While Bitcoin (CRYPTO: BTC) was skyrocketing on Friday up toward its April 14 all-time high of $64,899, Dogecoin (CRYPTO: DOGE) was, more or less, lounging near the 23-cent level. Since the Sept. 7 cryptocurrency flash crash, many popular alt-coins have decoupled from apex cryptos Bitcoin and Ethereum (CRYPTO: ETH).
The cryptocurrency sector may be falling back into its more typical cycle of bullish alt-coin moves succeeding the Bitcoin and Ethereum bull market: where money moves from the larger cryptos, when whales and experienced traders begin to distribute their positions, to the smaller coins.
See Also: Why Is Dogecoin Not Keeping Pace With Major Cryptocurrencies Today?
The Dogecoin Chart: On Oct. 13 Dogecoin broke up bullishly from a falling channel that had been holding the crypto down since reaching a high of 27 cents on Oct. 6. When Dogecoin hit a bottom at the $0.216 mark on Oct. 12, bulls came in and the crypto printed a bullish hammer candlestick on the 24-hour chart, which indicated higher prices were likely to come.
The crypto then soared up about 11% higher to the 24-cent mark, which created a slightly higher high above the previous lower high of $0.239; this indicated a trend change was in the works. Dogecoin confirmed the trend on Friday by printing another hammer candlestick and creating a higher low.
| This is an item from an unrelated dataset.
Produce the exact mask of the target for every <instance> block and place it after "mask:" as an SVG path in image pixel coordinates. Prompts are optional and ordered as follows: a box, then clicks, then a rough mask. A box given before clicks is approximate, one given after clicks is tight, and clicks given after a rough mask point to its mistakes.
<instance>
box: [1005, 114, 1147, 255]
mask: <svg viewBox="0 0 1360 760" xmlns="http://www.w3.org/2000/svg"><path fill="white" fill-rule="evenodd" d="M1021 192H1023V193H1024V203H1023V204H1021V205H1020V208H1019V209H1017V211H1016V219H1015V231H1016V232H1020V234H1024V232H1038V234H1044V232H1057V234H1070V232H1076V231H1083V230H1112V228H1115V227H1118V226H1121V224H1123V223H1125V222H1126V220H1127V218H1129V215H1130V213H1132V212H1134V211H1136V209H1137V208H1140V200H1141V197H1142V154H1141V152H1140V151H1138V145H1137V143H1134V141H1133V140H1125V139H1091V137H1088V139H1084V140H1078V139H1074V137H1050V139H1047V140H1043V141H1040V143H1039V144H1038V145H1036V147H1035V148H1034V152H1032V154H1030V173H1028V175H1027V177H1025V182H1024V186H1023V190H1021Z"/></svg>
Dogecoin is trading above the eight-day and 21-day exponential moving averages (EMAs), with the eight-day EMA trending above the 21-day, both of which are bullish indicators. The crypto is also trading above the 20-day simple moving average, which is bullish for the longer term.
- Bulls want to see big bullish volume come in and push Dogecoin up above the 24-cent level to continue the uptrend. There has been some resistance created near the $0.248 level and above that, there is another area of resistance at 26 cents.
- Bears want to see big bearish volume come in and drop the crypto down $0.216, which would negate the uptrend and begin a new downtrend. Dogecoin has support below at the 19 and 16 cent marks.